To locals, the Castle is known as an "upturned table." It was a Hungarian fort, stronghold, and residence ever since its existence was first published in 907 AD. The Castle towers over Bratislava at 279' (85 M) and overlooks the Danube River.
The Castle's present-day look started to come into existence in the 13th Century when it was remodeled in the Romanesque style. Its present day exterior dates from the 15th century, and the well that drew water from the Danube and was the Castle's only water source still exists and can be seen by visitors.
Bratislava was known as Pressburg during its occupation by the Austrian Hapsburgs and became the capital of the Hapsburg Empire in the 16th Century when the Ottoman Empire had conquered most of the empire but left Pressburg alone. The Castle was then remodeled into the Renaissance Style and its interior was done in the rococo style.
During Maria Theresia's reign, the Castle was given its final remodel in the Baroque Style, and Pressburg and its Castle became a favorite place for Maria Theresia and her family to stay and hold formal ceremonies. Maria Theresia's favorite daughter Maria Christina and her husband, Duke Albert of Sachen-Teschen lived in the castle and its palace.

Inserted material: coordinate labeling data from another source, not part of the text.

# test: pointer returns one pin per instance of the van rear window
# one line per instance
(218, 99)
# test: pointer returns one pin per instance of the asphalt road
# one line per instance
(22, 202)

After Maria Theresia's death in 1780, her son Joseph II moved the Hapsburg Empire's Central Offices to Budapest, and the Castle fell into decay from neglect and war. In 1811, neglectful French soldiers caused a fire in the Castle and destroyed most of it. For over 150 years, the Castle lay in ruins above Bratislava and was going to be torn down by the Communists after 1948. But after talks, it was decided to rebuild the Castle, and construction began in 1953 and continues through today.
A tour of The Castle takes about two hours in order to see everything. The interiors are open from 9am to 5pm daily, and there is a souvenir shop on the grounds.